Duygularını dolu dolu yaşayan bir toplumuz. Üzüntümüz de aşırı, sevincimiz de. Sevdik mi tam seviyoruz, kızdık mı nefret ediyoruz. Eleştiri dozumuz aşırı ve politik. Takım tutar gibi parti destekliyoruz. Ortamız yok!
İnternette gördüklerimize hemen inanma ve ona göre hüküm verme sorunumuz var. Örneğin sokakta çocuğunun kakasını yaptıran tesettürlü ama görgüsüz kadının kabahatini hükümete çıkarmaya hazırız.
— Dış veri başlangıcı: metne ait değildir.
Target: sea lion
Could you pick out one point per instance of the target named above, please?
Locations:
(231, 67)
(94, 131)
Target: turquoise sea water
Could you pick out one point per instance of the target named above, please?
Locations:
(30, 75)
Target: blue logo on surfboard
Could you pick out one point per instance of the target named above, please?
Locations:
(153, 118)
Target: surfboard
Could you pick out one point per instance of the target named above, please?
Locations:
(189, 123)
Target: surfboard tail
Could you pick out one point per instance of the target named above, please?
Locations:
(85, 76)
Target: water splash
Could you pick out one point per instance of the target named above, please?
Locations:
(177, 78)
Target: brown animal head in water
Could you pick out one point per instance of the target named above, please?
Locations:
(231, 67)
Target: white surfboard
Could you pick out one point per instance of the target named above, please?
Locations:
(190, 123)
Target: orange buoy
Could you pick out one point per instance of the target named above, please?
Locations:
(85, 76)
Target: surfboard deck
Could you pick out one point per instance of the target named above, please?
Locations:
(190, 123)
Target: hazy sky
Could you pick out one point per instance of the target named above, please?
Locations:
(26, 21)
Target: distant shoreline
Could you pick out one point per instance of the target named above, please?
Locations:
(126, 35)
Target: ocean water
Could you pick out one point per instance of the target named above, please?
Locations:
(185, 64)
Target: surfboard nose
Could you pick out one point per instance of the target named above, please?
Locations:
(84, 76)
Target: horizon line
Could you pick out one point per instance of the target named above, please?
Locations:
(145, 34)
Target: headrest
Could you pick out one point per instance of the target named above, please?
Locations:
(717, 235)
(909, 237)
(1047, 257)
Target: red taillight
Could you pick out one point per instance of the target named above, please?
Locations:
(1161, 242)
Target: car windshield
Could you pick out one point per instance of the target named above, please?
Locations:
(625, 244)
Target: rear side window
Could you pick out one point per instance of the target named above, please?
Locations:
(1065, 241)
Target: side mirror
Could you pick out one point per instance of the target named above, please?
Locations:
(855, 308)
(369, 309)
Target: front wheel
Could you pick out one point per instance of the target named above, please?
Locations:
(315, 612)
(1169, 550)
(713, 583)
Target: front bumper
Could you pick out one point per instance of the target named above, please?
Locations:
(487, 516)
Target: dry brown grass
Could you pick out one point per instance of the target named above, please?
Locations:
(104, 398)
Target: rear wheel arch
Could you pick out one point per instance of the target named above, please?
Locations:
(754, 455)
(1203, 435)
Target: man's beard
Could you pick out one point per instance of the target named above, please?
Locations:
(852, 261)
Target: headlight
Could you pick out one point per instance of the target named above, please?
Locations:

Ya da bikiniyle namaz kılan kadın videosunun kurgu olduğunu, ne dinle ne de mantıkla alakası olmadığını görmeyip Türkiye’nin ne hallere düştüğüne üzülebiliyoruz.
Komplo teorilerine o kadar inanmışız ki bütün itiraflara, görüntülere, mahkeme kararlarına ve başka binlerce delile rağmen hala 15-Temmuz darbesinin arkasında başka işler arıyoruz. O yüzden somut delil olmadığı halde “kontrollü darbe” denilince hemen inanıyoruz veya inanmayı tercih ediyoruz.
Bu durumu artık değiştirmemiz lazım. Daha çok okumalı, araştırmalıyız. Okumayı sevmiyorsak nitelikli belgeseller seyretmeliyiz. Artık tüm bilgiler bir tık ötemizde. Arama motorlarına merak ettiğiniz konuyu yazdığınızda binlerce haber çıkıyor. Elbetteki her haber doğru veya eksiksiz değil. Ferasetimizi kullanarak filtreleme yapmalıyız. Hülasa kendimizi devamlı fikren geliştirmeliyiz.
Toplumları bireyler geliştirir. Türkiye’nin gelişmesini istiyorsak önce biz bireyler daha iyi olmalıyız.